DOE Report Overlooks Benefits of Interim Storage of Used Fuel

WASHINGTON, D.C.— The Department of Energy today released two reports to Congress related to the federal government’s management of used nuclear fuel. The department’s report to the president and the Congress on the need for a second geologic repository is a statutory obligation of the Nuclear Waste Policy Act, while its report on the demonstration of the interim storage of spent nuclear fuel responds to the request of a 2008 House Appropriations Committee Report.
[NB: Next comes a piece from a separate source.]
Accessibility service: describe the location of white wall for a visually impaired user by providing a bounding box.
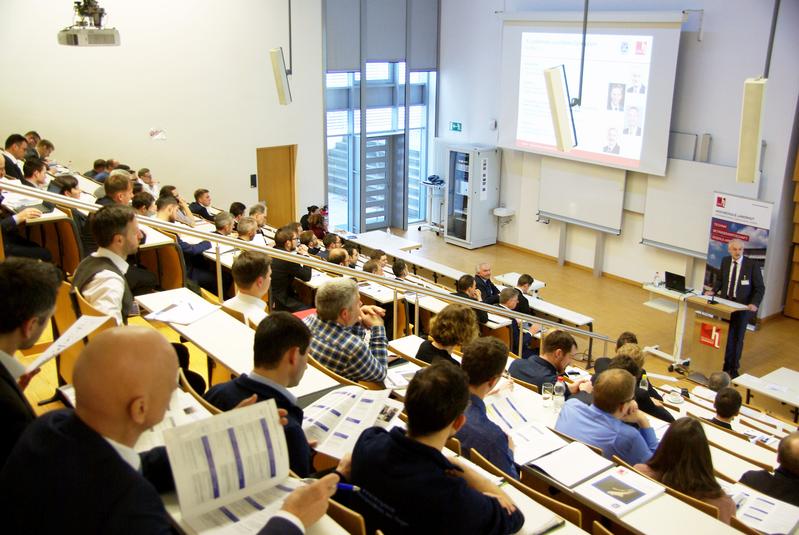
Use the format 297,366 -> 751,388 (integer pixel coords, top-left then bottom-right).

The Nuclear Energy Institute’s Senior Director for Used Fuel Management, Steven Kraft, made the following remarks today in response to the department’s issuance of the two reports.

“In its interim storage report to Congress, the Department of Energy takes a narrow view of interim storage of used nuclear fuel that misses both the strategic value and the feasibility of central interim storage as part of an integrated management strategy for used fuel. 

“The nuclear industry and the U.S. Nuclear Regulatory Commission agree that used fuel storage at nuclear plant sites and at independent storage facilities is safe and secure.  Such storage would provide the time needed to develop advanced recycling technologies and facilities as well as the geologic repository for material that cannot be recycled, while demonstrating the nation’s ability to begin safe central management and movement of used nuclear fuel. 

“In addition, DOE could contract for services at private storage facilities to meet its legal and contractual obligations to take used fuel from commercial reactors, especially those that have been decommissioned.”
 
The nuclear energy industry believes that there are communities in the United States interested in hosting interim storage facilities and companies that may be interested in building such facilities.

The industry supports a three-pronged, integrated used fuel management strategy: (1) interim storage; (2) research, development and demonstration to recycle nuclear fuel; and (3) development of a permanent disposal facility that is suitable for the final waste form.

In its report on the nation’s need for a second repository for the nation’s used nuclear fuel and high-level radioactive waste, the nuclear energy industry commends the department for recognizing that the statutory capacity limit of 70,000 metric tons is an arbitrary one, and that the Yucca Mountain repository site could accommodate ‘at least three times’ the amount of fuel allowed under the congressional limit.

“The nuclear industry agrees with the Department of Energy that there is no technical basis for the 70,000 metric ton limit of heavy metal for the nation’s first repository, and encourages the department to pursue legislation that would lift this statutory cap.”